Porém, em verdade vos digo: O DEMÔNHO num é tão feio assim como estão falando, não.

Sim, é fato que os números não mentem, mas, quando torturados, eles confessam.

Como assim? Assim, ó.

É só inverter o teorema – seja lá que porra isto signifique – e argumentar, por exemplo, que o Vitória não perde em terras gaúchas há mais de quatro anos. E mais ainda. Nos dois últimos confrontos no Olímpico, o tricolor dos pampas empatou com o Vitória com as calças nas mãos.

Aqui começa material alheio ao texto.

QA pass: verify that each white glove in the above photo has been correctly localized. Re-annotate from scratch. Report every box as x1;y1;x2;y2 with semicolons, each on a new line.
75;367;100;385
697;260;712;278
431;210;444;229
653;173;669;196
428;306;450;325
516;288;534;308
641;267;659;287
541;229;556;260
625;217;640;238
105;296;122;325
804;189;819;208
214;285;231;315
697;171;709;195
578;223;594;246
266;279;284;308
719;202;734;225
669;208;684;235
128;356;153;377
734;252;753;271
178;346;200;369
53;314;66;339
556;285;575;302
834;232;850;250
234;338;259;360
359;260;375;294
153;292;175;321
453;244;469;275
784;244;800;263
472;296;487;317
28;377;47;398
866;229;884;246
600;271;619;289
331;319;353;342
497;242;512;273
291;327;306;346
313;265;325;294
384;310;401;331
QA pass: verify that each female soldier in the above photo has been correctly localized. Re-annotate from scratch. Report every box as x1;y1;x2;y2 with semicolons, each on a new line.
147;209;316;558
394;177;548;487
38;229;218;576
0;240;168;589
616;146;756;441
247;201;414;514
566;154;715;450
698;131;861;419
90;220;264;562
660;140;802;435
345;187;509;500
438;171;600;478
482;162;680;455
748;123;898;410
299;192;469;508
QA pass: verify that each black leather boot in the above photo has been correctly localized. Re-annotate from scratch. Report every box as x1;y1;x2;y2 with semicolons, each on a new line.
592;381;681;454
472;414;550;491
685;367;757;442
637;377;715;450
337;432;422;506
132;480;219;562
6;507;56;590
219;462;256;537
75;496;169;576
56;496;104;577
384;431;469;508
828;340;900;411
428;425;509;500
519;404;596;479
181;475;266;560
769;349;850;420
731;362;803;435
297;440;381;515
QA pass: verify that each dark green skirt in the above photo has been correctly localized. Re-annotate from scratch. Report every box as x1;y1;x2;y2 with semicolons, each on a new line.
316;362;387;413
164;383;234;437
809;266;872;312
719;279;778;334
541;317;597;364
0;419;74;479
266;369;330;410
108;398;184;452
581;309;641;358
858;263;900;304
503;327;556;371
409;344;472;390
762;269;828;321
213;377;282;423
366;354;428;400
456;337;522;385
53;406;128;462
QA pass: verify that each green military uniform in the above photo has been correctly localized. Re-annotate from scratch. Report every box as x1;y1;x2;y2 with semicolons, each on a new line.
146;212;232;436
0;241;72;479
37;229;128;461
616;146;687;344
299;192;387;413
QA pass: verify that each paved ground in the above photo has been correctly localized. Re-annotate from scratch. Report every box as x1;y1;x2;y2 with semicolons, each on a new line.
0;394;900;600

Meninos, eu vi. Em 13 de setembro de 2009, ninguém me contou, não, eu estava lá, o Vitória fez 1 x 0 com Neto Berola (que deus o tenha), meteu bola na trave e o caralho aquático. Numa cagada, depois dos 40 minutos do segundo tempo, Jonas empatou.

Já em 14 de julho de 2010, não foi diferente. O Leão brocou primeiro com um golaço de Wallace e o Grêmio só conseguiu empatar porque o miserável do Egídio agiu contra nosso patrimônio.

Contudo, todas estas coisas são águas passadas que não movem redemoinhos (Já disse que não sou bom em metáforas).

O que queria mesmo dizer é que para espantar e exorcizar todas estas notícias tenebrosas que pipocam nas emissoras de vida fácil, convoco o SANTO DOMINGUÊS

Seguinte foi este.

O cenário era extremamente parecido com o atual. Estávamos no início de junho, também valendo pela 4ª rodada e também com estas mesmas as injúrias propagando suas tradicionais aleivosias.  Para complicar, do outro lado, havia um paredão, na verdade, uma cordilheira. Victor, que outro dia fez uns milagres aí, era o goleiro do Grêmio.

A bola rola e o desinfeliz mostra porque no ano anterior tinha conquistado a premiação de melhor goleiro do Brasil. Pegou até pensamento ruim.

Porém, na última volta do ponteiro, SÃO DOMINGUES deu uma tamancada que vou lhes contar. Aliás, não. Não contarei nada, pois vocês podem achar que estou exagerando. Ajoelhem e vejam o vídeo abaixo

Então, é isso. Nada de se intimidar hoje à noite. Afinal, quem não pode com mandinga não carrega patuá.

Portanto, é chegar na Arena e se impor – até porque somos especialistas em brocar tricolores  nestas  (mal) ditas arenas, certo?